In December 2006, I was impressed by Edwards’ message at a Dallas Bar Association awards luncheon: “There’s a hunger to be inspired again.”

I wrote that Edwards could best Barack Obama on political experience, that Edwards carried less baggage into a presidential race than Hillary Clinton. I might not have voted for him in the end, but he looked like a contender with appealing ideas.

Turns out that he was worse than a cardboard cutout.

By the time he came to Dallas, he apparently already had shifted into implode mode, and even key aides were bailing after he rebuffed their efforts to save him from his foolish selfishness.

In a January New York magazine piece excerpted from their book “Game Change,” about the 2008 presidential race, John Heilemann and Mark Halperin portray an Edwards who morphed from genuine guy into self-absorbed, self-destructive creep as he gained — and grew enamored with — national attention.

They also depict Elizabeth Edwards as imperious and foul-mouthed, hardly the smart, admirable cancer-survivor the public embraced.

Who among the masses realized the Edwards’ private life was more soap-operatic than Sarah Palin’s and more nauseatingly tawdry than Tiger Woods’?

At least the Woods saga included the perversely comic image of his wife hacking the windows of his crashed car with a golf club, not to rescue him, as initially claimed, but probably to smack him for serial adultery.

If the revelations of “Game Change” and a new tell-all by a former aide are to be believed, Edwards’ downfall is absurd as well as pathetic: He hired a bar groupie to film his campaign, had an affair with her and got her pregnant while his wife fought breast cancer. He denied tabloid stories about the infidelity — until much later admitting it.

A sycophantic assistant claimed the baby as his, then took his own family to live near the mistress, financed by a political supporter. Edwards denied paternity — until admitting it last month, when the baby turned 2.

The assistant’s back-stabbing book claims he paid the mistress from money an elderly widow sent Edwards in boxes of chocolates. A grand jury is investigating whether campaign funds were misused.

This man who wanted to be president apparently learned nothing from Gary Hart’s delusion that he could carry on his monkey business during the 1988 campaign without getting exposed.

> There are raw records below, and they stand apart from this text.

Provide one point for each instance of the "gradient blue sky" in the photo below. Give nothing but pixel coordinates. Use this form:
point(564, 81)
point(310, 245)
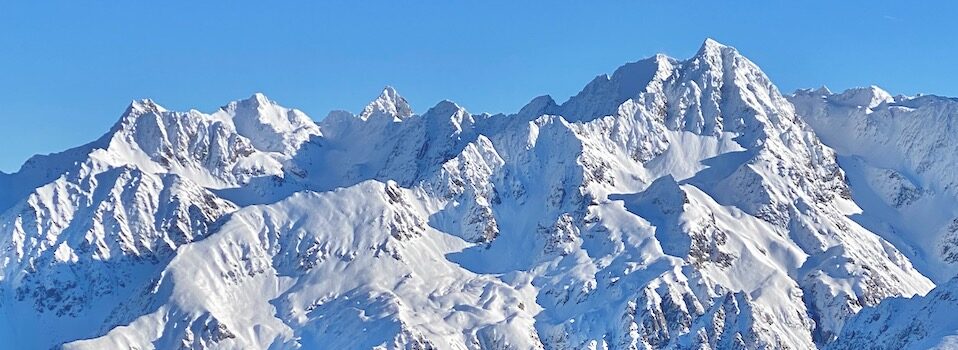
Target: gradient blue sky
point(69, 68)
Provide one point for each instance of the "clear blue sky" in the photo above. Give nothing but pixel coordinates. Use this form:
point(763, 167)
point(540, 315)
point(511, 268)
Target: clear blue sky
point(69, 68)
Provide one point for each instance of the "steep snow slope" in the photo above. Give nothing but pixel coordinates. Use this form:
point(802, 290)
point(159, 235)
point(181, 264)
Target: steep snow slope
point(898, 152)
point(926, 322)
point(671, 204)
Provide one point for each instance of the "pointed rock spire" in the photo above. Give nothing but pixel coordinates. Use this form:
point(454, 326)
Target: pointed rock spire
point(389, 103)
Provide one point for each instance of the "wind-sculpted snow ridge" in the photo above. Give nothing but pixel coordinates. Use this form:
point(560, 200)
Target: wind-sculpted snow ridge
point(674, 204)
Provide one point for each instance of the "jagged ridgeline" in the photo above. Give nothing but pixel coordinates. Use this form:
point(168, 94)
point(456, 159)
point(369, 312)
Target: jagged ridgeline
point(674, 204)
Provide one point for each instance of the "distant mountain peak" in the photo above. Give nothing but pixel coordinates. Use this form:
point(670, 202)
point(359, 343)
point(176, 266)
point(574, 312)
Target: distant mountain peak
point(389, 103)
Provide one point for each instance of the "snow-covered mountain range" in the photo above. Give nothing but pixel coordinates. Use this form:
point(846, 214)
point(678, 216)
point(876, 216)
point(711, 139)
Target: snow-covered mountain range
point(674, 204)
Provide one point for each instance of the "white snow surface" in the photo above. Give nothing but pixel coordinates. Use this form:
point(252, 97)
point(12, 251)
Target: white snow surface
point(674, 204)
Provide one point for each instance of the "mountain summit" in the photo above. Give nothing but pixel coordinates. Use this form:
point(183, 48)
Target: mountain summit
point(672, 204)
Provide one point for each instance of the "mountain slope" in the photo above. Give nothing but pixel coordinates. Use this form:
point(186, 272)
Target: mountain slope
point(672, 204)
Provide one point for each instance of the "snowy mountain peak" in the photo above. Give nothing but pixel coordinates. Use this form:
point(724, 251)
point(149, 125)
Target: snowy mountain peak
point(671, 204)
point(711, 46)
point(867, 97)
point(389, 104)
point(143, 106)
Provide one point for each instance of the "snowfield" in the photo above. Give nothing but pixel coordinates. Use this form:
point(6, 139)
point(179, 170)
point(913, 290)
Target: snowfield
point(674, 204)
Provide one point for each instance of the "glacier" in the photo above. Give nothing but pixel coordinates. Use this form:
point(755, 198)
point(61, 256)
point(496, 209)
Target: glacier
point(672, 204)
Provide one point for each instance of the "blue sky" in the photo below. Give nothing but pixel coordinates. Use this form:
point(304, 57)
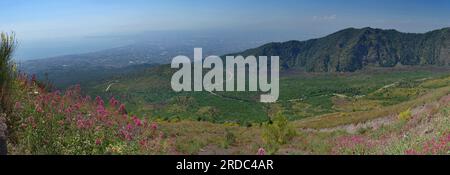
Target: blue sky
point(39, 20)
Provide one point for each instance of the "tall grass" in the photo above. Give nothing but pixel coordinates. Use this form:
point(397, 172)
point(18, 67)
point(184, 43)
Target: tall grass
point(7, 72)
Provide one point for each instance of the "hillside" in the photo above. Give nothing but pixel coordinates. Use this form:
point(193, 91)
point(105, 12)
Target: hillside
point(353, 49)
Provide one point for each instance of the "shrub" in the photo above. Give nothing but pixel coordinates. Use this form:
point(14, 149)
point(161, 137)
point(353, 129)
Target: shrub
point(7, 71)
point(405, 115)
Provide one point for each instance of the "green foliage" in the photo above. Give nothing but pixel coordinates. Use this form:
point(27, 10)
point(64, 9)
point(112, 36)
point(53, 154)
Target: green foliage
point(405, 115)
point(277, 133)
point(352, 49)
point(7, 72)
point(230, 139)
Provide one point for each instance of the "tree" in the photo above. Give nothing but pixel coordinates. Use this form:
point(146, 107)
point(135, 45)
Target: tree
point(7, 74)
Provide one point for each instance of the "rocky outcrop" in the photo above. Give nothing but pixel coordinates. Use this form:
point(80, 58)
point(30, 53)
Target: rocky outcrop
point(3, 133)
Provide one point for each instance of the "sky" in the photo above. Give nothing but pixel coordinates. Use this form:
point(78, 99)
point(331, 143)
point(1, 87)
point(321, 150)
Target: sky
point(51, 21)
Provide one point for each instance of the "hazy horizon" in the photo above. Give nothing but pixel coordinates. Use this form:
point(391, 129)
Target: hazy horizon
point(47, 28)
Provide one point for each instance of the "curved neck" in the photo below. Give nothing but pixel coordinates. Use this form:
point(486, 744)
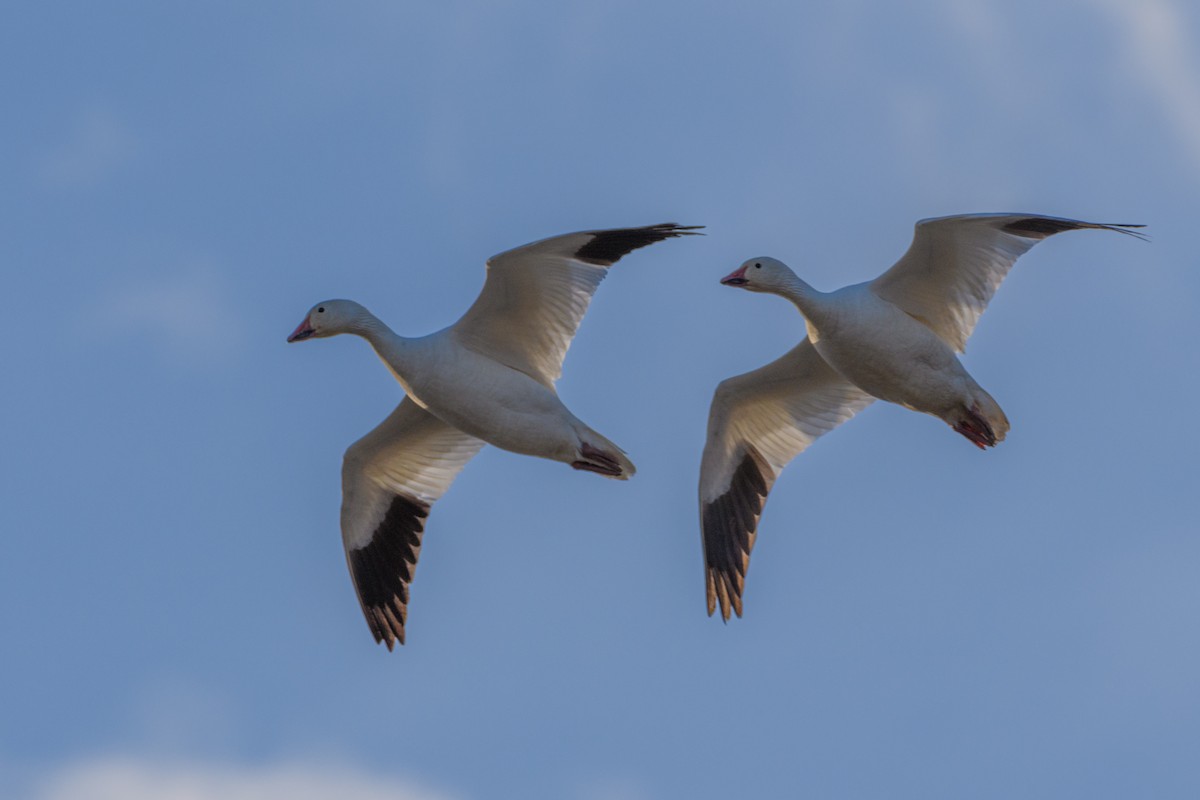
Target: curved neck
point(393, 349)
point(802, 295)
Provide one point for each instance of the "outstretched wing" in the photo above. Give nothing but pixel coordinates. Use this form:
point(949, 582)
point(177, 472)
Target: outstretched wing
point(955, 264)
point(759, 422)
point(390, 477)
point(537, 294)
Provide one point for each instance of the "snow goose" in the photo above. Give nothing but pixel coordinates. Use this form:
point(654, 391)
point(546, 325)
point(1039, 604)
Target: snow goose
point(489, 378)
point(892, 338)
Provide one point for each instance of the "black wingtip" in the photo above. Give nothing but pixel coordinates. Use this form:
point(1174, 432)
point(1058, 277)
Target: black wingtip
point(607, 247)
point(729, 527)
point(383, 569)
point(1043, 227)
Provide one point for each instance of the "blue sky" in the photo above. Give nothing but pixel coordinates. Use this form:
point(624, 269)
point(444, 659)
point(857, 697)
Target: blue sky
point(923, 619)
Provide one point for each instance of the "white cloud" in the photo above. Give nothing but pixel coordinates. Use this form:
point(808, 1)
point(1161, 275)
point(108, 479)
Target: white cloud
point(97, 145)
point(135, 779)
point(1162, 52)
point(189, 311)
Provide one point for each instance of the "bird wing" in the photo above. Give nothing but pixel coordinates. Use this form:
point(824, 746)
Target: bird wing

Edwards apparently learned nothing from Bill Clinton’s ludicrous 1998 denial that he had sexual relations with that White House intern.

Did Edwards believe lies repeated on TV would absolve his misdeeds? Did he consider the consequences for his children: a Harvard law graduate, elementary school son and middle-school-age daughter?

Presidents and Oval Office aspirers are egotists. The tame and insecure don’t have the self-assurance to convince themselves or others they can lead the free world’s most powerful nation.

People cheat and lie. Even some of our most admired presidents engaged in scandalous private indiscretions that today might have done them in.

But self-awareness and good judgment are crucial in successful national leaders. The emerging portrait of Edwards suggests that, if he had either, he abandoned them for gain that couldn’t possibly have been worth the pain.

Edwards’ campaign Web site archives, still online, have this post from when he bowed out of the 2008 race:

“I began my presidential campaign here to remind the country that we, as citizens and as a government, have a moral responsibility to each other, and what we do together matters. We must do better, if we want to live up to the great promise of this country that we all love so much.”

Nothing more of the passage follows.